His predecessor, Madam Speaker Boothroyd (1992-2000), could have gone on to become President of the Republic, if only we had possessed the sense to establish such a system of government. Mr Speaker King (1965-71) was an affable character who suffered from the delusion, shared by many politicians, that dry white wine was a non-alcoholic beverage. Mr Speaker Lloyd (1971-76) and Mr Speaker Weatherill (1983-92) were models of their kind, the latter having been consistently under-estimated, as, indeed, he still is.
Only Mr Speaker Thomas (1976-83) was over-indulged, constantly sucking up to Margaret Thatcher and her ministers and doing his old friends in the Labour Party (including James Callaghan's government) no favours of any kind. Mr Martin's instincts are to favour authority. But in the case of the MPs' allowances, which authority is he to prefer? It is difficult to say. When the row first broke out, Mr Brown's office said that existing family arrangements would remain undisturbed. Mr Cameron's office indicated much the same.
In a few days' time, both leaders were taking a more stringent view. The young people employed by both party headquarters were entering into an auction to see which powder could wash whiter. The House of Commons was left nowhere in the bidding. It was a question of securing a party-political advantage, with the press as arbiters.
The matter of telephone interceptions is being judged in exactly the same way. It is a question for the House of Commons. But then, it turns out that it is not for the House at all. As originally promulgated, the doctrine was laid down by Harold Wilson in 1966. I remember it well. To get him out of a tight spot, he framed a comprehensive prohibition.
At the time, and for some years afterwards, the ban was accepted by enlightened opinion. Shortly after 2001, this opinion changed, as opinion does tend to. Now even the human rights group Liberty is calling for the interception of communications. The security services want to carry on intercepting, but on their terms and in their own way. As I say, it is not Mr Speaker Martin's fault. The separation of powers is always breaking down.
But there is still one area which is reasonably easy to police. Ever since Mr Brown became Prime Minister, he has been allowed an extraordinary latitude in attacking the Conservatives.
From time to time Mr Tony Blair would be called to order by the Speaker. Mr Blair would be reproved because the Prime Minister was not responsible for the actions or the policies of the Conservative Party. Mr Blair would proceed to get out of things as best he could manage. It was all a game, and very good at it did Mr Blair turn out to be.
I remember the early exchanges between Harold Macmillan and Hugh Gaitskell in 1961. The two leaders disliked each other, but Macmillan concealed his feelings better. "Very useful suggestion," Macmillan would say. "Much appreciated, I'm sure. Food for thought."
Wilson treated Macmillan with a certain weary respect, but the decline in manners started with the accession of Alec Home in 1963. Wilson treated him as a punchbag. Mr Blair did not manage that with Sir John Major but he did have an ascendancy over him, as he had over his Tory successors except Mr William Hague.
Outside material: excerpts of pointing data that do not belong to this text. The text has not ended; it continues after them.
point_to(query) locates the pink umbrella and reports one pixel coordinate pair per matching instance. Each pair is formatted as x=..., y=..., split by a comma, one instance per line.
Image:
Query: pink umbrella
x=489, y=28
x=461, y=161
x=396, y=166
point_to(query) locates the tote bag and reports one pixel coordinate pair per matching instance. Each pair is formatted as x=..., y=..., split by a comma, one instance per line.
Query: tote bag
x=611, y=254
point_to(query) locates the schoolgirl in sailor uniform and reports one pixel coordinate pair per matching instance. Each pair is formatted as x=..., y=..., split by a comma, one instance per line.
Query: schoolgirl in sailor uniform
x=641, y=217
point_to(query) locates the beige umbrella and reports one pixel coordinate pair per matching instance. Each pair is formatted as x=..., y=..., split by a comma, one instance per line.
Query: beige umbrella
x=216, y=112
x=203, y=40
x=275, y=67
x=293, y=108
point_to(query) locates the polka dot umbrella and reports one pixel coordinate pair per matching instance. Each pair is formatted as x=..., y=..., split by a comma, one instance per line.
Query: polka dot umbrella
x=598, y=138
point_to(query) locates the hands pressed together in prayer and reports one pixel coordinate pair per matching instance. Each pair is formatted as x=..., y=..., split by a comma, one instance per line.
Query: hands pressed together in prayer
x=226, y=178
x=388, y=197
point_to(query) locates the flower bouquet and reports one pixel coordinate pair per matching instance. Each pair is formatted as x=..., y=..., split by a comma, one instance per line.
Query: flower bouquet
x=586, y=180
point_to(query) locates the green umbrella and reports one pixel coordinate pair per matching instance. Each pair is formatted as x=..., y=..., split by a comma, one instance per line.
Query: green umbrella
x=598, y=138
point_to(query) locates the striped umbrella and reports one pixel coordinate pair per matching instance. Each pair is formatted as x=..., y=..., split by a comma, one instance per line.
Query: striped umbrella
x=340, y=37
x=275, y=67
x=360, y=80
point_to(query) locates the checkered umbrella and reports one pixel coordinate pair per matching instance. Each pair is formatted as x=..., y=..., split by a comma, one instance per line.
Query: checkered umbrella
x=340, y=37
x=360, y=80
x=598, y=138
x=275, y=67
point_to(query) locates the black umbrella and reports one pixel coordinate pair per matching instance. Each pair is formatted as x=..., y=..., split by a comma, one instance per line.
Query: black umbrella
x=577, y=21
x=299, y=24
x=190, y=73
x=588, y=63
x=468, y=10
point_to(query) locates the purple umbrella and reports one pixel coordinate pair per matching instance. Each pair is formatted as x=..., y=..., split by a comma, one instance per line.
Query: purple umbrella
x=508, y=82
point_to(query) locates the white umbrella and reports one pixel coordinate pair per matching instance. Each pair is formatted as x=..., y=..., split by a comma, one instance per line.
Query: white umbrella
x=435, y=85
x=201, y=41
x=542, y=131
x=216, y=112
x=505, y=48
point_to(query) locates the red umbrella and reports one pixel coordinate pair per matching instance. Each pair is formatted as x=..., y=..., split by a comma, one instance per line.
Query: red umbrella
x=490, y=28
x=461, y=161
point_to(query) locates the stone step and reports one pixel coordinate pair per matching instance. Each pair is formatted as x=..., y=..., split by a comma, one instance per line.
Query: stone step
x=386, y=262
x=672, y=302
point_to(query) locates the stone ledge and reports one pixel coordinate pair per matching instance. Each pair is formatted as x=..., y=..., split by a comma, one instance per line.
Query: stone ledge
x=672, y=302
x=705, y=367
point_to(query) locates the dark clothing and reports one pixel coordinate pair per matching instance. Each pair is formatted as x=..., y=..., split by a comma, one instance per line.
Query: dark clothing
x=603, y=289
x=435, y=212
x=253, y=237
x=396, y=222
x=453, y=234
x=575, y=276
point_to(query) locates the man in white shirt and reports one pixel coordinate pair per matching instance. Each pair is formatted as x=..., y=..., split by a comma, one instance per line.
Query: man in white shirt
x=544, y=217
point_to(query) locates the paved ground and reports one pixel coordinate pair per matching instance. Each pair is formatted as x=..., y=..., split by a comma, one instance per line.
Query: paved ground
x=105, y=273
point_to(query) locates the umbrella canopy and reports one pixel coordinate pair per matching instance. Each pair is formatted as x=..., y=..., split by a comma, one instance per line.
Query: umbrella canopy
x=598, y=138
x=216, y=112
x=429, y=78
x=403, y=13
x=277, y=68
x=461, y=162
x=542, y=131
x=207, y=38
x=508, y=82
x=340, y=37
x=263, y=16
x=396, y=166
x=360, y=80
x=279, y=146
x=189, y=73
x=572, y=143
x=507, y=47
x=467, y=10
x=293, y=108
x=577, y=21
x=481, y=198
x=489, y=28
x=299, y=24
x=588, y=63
Time after time in the past few months has the Speaker been compelled to rescue Mr Brown. "Let the Prime Minister speak..." is the most common form of protection, which is perfectly fair, up to a point, for those Tories do make an awful lot of noise. The less obvious form of protection is for the Speaker to allow Mr Brown to attack a non-existent Conservative government. It is not for Mr Brown to question Mr Cameron but for Mr Cameron to question Mr Brown.